Dharun Ravi Agrees to Begin 30-Day Sentence May 31

 

Dharun Ravi, a 20-year-old former Rutgers University student, convicted on March 16 in a 2010 webcam spying case targeting his gay roommate, Tyler Clementi, has agreed to begin his 30-day jail sentence on May 31.

According to NJ.com, Ravi appeared in Superior Court in New Brunswick early in the morning on May 30 to tell Judge Glenn Berman that, despite a pending appeal of his conviction, he was willing to begin serving his sentence, which also includes 300 hours of community service, counseling on what the judge termed “cyberbullying” and “alternative lifestyles,” three years of probation, and a $10,000 fine.

Ravi’s attorney, Joseph Benedict, said his client would begin his community service after his jail time and initiate installment payments on his fine on August 1.

Ravi will spend his time in the Middlesex County jail –– not in a state prison –– and could be released after 20 days.

Steven Altman, another of Ravi’s attorneys, released a statement on the eve of the May 30 hearing offering the young man’s first formal apology for the spying events, which were followed several days later by the suicide of Clementi, an 18-year-old Rutgers freshman who jumped to his death from the George Washington Bridge.

“My behavior and actions, which at no time were motivated by hate, bigotry, prejudice, or desire to hurt, humiliate, or embarrass anyone, were nonetheless the wrong choices and decisions,” the statement read. “I apologize to everyone affected by those choices.” Ravi termed his actions “thoughtless, insensitive, immature, stupid, and childish choices.”

The jail time, ordered in a sentencing hearing on May 21, was based on concurrent 30-day sentences for six of the 24 counts on which Ravi was convicted. He was found guilty of multiple counts of invasion of privacy, bias intimidation, witness and evidence tampering, and evasion of apprehension.

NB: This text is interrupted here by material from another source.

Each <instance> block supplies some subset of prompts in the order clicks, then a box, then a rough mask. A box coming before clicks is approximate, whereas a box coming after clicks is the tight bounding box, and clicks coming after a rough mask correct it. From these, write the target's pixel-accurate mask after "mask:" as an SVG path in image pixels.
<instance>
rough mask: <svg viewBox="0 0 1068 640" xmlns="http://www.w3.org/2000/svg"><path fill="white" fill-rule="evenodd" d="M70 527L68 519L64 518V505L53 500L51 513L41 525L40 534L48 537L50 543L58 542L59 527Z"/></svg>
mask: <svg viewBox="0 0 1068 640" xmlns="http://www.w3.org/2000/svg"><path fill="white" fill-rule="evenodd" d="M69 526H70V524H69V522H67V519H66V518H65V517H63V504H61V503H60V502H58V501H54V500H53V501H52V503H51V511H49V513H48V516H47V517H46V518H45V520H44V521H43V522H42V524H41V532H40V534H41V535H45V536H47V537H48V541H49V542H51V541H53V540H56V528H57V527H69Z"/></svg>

Immediately after the sentence was handed down, the Middlesex County prosecutor announced plans to appeal Ravi’s sentence, arguing that it was “insufficient,” so the defendant could have deferred his jail time until the appeal was resolved.

“It's the only way I can get on with my life,” Ravi said in his written statement, explaining his decision to serve his time now.

Middlesex County Prosecutor Bruce J. Kaplan, in a May 21 statement, said that while his office “did not request the maximum period of incarceration for Dharun Ravi, it was expected that his conviction on multiple offenses of invading the privacy of two victims on two separate occasions, four counts of bias intimidation against Tyler Clementi, and the coverup of those crimes, would warrant more than a 30-day jail term. The imposition of this term is insufficient under the sentencing laws of this state, the facts that were determined by a jury, and long-standing appellate precedent. Consequently, this office will appeal the sentence.”

At the May 30 hearing, first assistant prosecutor Julia McClure said her office believes the defendant deserves five years in prison.

According to nj.com, Berman said, “I'll stand on belief that his conduct was wrong. But I don't believe it was hate-motivated.” He added, “I can’t find it in me to remand this gentleman to a state prison that houses such people convicted of murder, robbery, and rape.”

At the sentencing hearing nine days earlier, however, the judge was scathing in his comments about Ravi.

“I haven’t heard you apologize once,” he said. Berman noted that Ravi’s pre-sentencing letter also failed to acknowledge the seven charges related to his cover-up for which he was convicted.

Stating that the witness best able to describe Ravi’s behavior was dead, the judge pointed out that Clementi had called the defendant’s behavior “wildly inappropriate.” Berman did not allow the jury to hear those words, but said he could not put them out of his own mind in coming to a decision on sentencing.

The judge focused a good deal of attention on the steps Ravi took to evade law enforcement, describing that effort as “anything but isolated and spontaneous… This was a cold, calculated, and methodically conceived” plan.

During the trial, there was testimony that the videotaping captured images of Clementi kissing another man, identified only as M.B., who is now 32. Prosecutors introduced evidence that on 38 occasions in the days before his suicide, Clementi went online to look at a Ravi tweet saying he’d viewed his roommate “making out with a dude.”

The prosecutor also charged that Ravi deleted a Twitter post alerting others to a September 21 encounter between the two gay men, replacing it “with a false post on Twitter intended to mislead the investigation.” Evidence was presented showing that the defendant provided false information to investigators and attempted to persuade witnesses not to testify against him.

A star violin player from Ridgewood, New Jersey, Clementi was described, at the time of his suicide, as a shy young man who had only recently come out to his parents.

In his sentencing, Berman emphasized that Ravi was not convicted of contributing to Clementi’s death. He also said he would recommend that the defendant, an immigrant from India, not be deported, though he added that a final decision on that was not his, but rather to be made by federal immigration authorities.